Re: [PATCH] KVM: arm64: Properly restore PMU state during live-migration

From: Marc Zyngier <maz@kernel.org>
To: "Jain, Jinank" <jinankj@amazon.de>
Cc: "james.morse@arm.com" <james.morse@arm.com>,
	"kvmarm@lists.cs.columbia.edu" <kvmarm@lists.cs.columbia.edu>,
	"suzuki.poulose@arm.com" <suzuki.poulose@arm.com>,
	"linux-kernel@vger.kernel.org" <linux-kernel@vger.kernel.org>,
	"catalin.marinas@arm.com" <catalin.marinas@arm.com>,
	"linux-arm-kernel@lists.infradead.org"
	<linux-arm-kernel@lists.infradead.org>,
	"will@kernel.org" <will@kernel.org>,
	"alexandru.elisei@arm.com" <alexandru.elisei@arm.com>,
	"Graf (AWS),\ Alexander" <graf@amazon.de>
Subject: Re: [PATCH] KVM: arm64: Properly restore PMU state during live-migration
Date: Mon, 07 Jun 2021 17:35:15 +0100	[thread overview]
Message-ID: <87lf7lzl8c.wl-maz@kernel.org> (raw)
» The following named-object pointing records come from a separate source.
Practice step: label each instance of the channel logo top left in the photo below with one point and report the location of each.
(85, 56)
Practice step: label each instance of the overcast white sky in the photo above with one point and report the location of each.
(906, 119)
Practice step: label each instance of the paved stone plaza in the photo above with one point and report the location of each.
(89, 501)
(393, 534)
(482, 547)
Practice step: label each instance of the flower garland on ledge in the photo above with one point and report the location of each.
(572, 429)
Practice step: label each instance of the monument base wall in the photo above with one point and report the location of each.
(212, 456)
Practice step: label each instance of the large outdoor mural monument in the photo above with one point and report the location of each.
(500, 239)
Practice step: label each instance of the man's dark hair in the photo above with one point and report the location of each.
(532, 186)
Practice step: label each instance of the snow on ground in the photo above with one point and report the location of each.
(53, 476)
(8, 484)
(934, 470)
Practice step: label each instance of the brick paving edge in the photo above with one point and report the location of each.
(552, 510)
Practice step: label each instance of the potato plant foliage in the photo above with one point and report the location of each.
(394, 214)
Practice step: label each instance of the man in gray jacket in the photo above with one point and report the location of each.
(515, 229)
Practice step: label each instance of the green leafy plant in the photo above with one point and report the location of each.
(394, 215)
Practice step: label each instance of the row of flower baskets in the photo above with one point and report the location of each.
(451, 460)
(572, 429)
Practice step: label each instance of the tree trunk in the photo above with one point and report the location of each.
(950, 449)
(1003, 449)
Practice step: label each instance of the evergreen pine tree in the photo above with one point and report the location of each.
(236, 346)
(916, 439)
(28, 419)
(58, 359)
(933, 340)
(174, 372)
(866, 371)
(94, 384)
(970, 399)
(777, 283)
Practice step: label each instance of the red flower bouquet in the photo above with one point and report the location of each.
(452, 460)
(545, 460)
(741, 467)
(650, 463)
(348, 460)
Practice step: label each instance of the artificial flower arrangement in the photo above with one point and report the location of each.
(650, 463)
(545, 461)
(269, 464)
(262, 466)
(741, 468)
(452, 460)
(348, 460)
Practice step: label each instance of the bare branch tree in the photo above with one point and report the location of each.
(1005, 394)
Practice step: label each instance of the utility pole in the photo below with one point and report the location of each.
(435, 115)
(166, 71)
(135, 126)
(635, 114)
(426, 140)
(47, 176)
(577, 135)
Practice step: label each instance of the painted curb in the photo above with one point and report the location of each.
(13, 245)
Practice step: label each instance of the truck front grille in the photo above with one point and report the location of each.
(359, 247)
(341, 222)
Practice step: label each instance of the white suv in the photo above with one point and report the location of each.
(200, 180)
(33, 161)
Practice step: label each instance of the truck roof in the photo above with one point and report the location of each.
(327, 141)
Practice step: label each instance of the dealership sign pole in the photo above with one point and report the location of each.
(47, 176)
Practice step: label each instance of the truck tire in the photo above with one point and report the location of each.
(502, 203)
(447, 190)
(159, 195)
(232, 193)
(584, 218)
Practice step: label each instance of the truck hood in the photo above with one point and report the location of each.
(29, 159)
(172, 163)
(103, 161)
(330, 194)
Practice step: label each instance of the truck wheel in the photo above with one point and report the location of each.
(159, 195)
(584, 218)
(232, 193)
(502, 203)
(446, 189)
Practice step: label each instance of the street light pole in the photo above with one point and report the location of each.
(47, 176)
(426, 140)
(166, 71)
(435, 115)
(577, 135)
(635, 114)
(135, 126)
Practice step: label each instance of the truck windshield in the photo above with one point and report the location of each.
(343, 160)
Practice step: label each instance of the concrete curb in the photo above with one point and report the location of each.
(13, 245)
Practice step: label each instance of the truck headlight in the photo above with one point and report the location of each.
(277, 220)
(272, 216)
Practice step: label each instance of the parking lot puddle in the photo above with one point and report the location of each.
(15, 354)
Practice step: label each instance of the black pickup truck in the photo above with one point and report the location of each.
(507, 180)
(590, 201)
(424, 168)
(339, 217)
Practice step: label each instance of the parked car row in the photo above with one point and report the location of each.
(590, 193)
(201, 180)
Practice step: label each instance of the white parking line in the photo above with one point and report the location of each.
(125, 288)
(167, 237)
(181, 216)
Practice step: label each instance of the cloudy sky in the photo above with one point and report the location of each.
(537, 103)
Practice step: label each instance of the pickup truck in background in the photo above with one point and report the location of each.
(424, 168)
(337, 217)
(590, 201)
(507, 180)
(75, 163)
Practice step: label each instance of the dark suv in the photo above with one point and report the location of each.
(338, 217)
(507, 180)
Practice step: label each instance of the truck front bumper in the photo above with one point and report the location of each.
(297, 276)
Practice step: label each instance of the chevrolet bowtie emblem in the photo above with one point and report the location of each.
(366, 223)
In-Reply-To: <0a694ea93303bfa04530cd940f692244e1ccd1e7.camel@amazon.de>

On Mon, 07 Jun 2021 17:05:01 +0100,
"Jain, Jinank" <jinankj@amazon.de> wrote:
> 
> On Thu, 2021-06-03 at 17:03 +0100, Marc Zyngier wrote:
> >
> > Hi Jinank,
> > 
> > On Thu, 03 Jun 2021 12:05:54 +0100,
> > Jinank Jain <jinankj@amazon.de> wrote:
> > > Currently if a guest is live-migrated while it is actively using
> > > perf
> > > counters, then after live-migrate it will notice that all counters
> > > would
> > > suddenly start reporting 0s. This is due to the fact we are not
> > > re-creating the relevant perf events inside the kernel.
> > > 
> > > Usually on live-migration guest state is restored using
> > > KVM_SET_ONE_REG
> > > ioctl interface, which simply restores the value of PMU registers
> > > values but does not re-program the perf events so that the guest
> > > can seamlessly
> > > use these counters even after live-migration like it was doing
> > > before
> > > live-migration.
> > > 
> > > Instead there are two completely different code path between guest
> > > accessing PMU registers and VMM restoring counters on
> > > live-migration.
> > > 
> > > In case of KVM_SET_ONE_REG:
> > > 
> > > kvm_arm_set_reg()
> > > ...... kvm_arm_sys_reg_set_reg()
> > > ........... reg_from_user()
> > > 
> > > but in case when guest tries to access these counters:
> > > 
> > > handle_exit()
> > > ..... kvm_handle_sys_reg()
> > > ..........perform_access()
> > > ...............access_pmu_evcntr()
> > > ...................kvm_pmu_set_counter_value()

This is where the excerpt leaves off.